One parent on the planning committee expressed frustration at having the suggestion of a speaker who would discuss chastity dismissed as unsuitable (even though the speaker proposed was a professional family life curriculum writer and would have been on a panel). Later the same parent had to flight an uphill battle to get “reasons for Postponing Sexual Involvement” included in the letter No Laughing Matter that was mailed to all the parents. No handout encouraging abstinence was given directly to the students, only condoms and condom-promoting coasters.

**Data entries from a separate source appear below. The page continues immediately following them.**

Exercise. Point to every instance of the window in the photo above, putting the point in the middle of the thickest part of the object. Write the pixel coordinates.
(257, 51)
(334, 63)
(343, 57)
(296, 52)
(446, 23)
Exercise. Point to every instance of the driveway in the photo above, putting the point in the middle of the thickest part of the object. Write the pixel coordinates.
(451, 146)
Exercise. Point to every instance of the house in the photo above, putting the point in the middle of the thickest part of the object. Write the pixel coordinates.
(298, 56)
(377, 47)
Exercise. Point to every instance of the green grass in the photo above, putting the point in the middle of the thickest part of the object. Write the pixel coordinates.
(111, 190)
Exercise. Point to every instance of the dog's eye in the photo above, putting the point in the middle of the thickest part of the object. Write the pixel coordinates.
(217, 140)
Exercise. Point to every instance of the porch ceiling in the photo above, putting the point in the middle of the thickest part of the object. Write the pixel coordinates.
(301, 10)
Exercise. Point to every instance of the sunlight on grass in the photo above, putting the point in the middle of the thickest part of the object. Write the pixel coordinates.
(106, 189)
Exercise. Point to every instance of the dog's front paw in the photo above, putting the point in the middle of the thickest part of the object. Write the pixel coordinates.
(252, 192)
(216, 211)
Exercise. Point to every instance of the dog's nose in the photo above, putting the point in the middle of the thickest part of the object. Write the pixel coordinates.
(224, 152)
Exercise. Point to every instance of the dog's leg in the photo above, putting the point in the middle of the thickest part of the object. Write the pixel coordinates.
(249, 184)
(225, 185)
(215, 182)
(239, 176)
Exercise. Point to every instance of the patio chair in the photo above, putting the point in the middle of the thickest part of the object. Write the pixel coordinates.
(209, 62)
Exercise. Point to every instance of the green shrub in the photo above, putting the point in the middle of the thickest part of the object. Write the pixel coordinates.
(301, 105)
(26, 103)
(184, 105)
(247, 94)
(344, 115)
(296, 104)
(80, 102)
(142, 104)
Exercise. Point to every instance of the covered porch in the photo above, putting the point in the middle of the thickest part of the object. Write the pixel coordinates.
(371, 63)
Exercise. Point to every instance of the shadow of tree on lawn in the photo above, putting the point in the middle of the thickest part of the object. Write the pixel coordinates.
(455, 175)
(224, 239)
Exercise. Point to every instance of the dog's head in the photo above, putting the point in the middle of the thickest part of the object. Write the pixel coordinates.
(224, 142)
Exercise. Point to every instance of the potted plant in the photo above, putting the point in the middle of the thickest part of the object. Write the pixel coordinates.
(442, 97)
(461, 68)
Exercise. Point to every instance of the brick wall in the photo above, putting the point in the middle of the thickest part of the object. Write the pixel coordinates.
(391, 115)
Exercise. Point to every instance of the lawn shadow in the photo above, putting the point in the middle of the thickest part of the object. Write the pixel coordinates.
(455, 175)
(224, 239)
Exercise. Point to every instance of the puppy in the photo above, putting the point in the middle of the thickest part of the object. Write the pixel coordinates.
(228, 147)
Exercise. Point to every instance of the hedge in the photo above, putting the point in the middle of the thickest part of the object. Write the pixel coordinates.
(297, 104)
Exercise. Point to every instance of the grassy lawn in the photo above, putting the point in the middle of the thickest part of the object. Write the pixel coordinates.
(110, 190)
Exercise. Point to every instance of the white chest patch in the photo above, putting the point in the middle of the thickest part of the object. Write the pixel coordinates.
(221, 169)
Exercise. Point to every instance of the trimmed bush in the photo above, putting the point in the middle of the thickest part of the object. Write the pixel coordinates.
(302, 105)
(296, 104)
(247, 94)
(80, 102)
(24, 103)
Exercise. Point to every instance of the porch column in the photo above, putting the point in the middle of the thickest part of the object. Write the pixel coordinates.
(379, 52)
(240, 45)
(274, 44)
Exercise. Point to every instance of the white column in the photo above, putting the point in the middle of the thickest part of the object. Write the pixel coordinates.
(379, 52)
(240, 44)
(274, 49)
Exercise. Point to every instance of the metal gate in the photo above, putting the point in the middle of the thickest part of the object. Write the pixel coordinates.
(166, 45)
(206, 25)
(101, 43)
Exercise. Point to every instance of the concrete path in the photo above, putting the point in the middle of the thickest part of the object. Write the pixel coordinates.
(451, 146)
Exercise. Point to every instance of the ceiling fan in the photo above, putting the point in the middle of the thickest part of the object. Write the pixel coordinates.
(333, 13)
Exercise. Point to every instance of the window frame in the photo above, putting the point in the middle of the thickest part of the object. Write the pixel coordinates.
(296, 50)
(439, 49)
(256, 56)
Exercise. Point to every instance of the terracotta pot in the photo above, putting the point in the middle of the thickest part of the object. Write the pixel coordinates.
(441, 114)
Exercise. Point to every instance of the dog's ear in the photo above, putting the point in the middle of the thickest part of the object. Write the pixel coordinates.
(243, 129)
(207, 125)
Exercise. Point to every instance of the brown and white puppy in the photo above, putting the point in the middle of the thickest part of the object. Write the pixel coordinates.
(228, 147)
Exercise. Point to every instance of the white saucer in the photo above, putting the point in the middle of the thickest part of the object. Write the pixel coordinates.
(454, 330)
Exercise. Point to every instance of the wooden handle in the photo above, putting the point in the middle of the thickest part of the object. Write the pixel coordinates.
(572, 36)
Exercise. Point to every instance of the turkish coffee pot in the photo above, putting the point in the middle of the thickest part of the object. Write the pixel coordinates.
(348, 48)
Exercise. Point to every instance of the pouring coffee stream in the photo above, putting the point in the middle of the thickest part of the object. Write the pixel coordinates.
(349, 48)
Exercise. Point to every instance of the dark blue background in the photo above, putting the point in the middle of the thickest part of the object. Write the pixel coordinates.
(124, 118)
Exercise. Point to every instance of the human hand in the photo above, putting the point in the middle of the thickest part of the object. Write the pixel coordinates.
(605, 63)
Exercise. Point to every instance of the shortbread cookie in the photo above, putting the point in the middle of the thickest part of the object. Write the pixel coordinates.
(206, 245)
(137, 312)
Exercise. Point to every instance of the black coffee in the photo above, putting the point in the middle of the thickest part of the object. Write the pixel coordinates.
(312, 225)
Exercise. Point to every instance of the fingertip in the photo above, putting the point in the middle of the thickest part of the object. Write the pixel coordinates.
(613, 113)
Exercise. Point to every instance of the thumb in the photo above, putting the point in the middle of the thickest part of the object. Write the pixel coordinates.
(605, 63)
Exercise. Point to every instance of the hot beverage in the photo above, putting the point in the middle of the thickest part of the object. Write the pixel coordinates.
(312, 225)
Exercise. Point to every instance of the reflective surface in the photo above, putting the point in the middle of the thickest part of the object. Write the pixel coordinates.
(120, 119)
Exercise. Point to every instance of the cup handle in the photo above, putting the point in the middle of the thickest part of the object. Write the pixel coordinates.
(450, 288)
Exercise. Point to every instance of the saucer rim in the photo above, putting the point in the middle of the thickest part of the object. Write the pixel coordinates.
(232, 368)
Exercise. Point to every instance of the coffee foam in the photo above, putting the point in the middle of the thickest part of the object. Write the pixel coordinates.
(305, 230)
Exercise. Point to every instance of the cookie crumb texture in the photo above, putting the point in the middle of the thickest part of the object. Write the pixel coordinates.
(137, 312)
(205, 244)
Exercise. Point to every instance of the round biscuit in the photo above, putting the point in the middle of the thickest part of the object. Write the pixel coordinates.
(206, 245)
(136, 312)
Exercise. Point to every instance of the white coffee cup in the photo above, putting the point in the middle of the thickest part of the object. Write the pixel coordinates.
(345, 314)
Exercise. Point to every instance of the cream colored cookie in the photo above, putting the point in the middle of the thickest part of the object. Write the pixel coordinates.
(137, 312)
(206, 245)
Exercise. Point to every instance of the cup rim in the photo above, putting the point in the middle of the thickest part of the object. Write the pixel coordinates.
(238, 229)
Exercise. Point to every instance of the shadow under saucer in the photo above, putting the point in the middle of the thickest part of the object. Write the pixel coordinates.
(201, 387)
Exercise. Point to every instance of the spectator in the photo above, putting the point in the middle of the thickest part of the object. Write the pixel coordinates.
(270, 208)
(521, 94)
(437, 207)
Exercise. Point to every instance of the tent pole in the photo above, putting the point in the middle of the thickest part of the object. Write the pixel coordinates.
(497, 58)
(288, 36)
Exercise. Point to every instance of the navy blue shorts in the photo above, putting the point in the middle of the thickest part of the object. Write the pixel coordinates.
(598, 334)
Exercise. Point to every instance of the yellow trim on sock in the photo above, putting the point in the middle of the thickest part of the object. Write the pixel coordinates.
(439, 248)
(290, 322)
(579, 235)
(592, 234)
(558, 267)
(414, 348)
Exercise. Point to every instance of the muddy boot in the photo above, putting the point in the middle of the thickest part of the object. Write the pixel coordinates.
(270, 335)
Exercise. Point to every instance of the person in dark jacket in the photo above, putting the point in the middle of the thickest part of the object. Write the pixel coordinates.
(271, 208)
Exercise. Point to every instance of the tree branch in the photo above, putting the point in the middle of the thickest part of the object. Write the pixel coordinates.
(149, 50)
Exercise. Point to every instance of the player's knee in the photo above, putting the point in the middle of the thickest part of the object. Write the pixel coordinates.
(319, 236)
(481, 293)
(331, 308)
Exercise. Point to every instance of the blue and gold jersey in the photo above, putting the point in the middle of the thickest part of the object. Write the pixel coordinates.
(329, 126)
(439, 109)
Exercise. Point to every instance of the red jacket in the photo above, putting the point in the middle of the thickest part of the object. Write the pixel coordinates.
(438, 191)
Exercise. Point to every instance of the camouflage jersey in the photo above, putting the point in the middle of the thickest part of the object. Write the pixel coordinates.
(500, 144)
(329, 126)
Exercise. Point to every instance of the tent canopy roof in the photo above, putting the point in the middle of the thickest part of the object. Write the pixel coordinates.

Sexual limit-setting was mentioned in the classes but it would seem most students were given few refusal skills or any philosophy for postponing sexual involvement. For a program that was to “present the facts” a lot of vital medical information was withheld. Full disclosure is necessary if students (and parents) are truly to make informed decisions. Condoms were given virtually uncritical approval despite the sobering lesson from the testimonies of three wrecked lives.

Elsewhere…

∙ The principal of St. Clement’s School in Toronto, Miss H.W. Perkin said that a senior class of girls had been escorted by Sue Johanson, the TV host of “Talking Sex with Sue,” to a local pharmacy to practice purchasing condoms. Parental notification and consent were not obtained by the school.

∙ Grade seven and eight public students in Toronto now have posters in their halls promoting condoms. There seem to be no posters promoting chastity in the public schools at any grade level. One senior public health nurse admitted that there was a lack of material on postponing sexual involvement.

∙ The most blatant and uncritical promotion of condoms occurs in Public Health’s play “Condo-magic” which is being performed in Metro Toronto’s community colleges. Abstinence is treated as a joke:

“Gil: Of course there are alternatives to condoms.

Maggie: Like shellacking your private parts.

  1. Like not having sex at all.
  1. Oh please!
  1. It’s a choice.

Maybe for you it is. But for myself condoms are more than just having responsible sex. They’re a fashion statement.”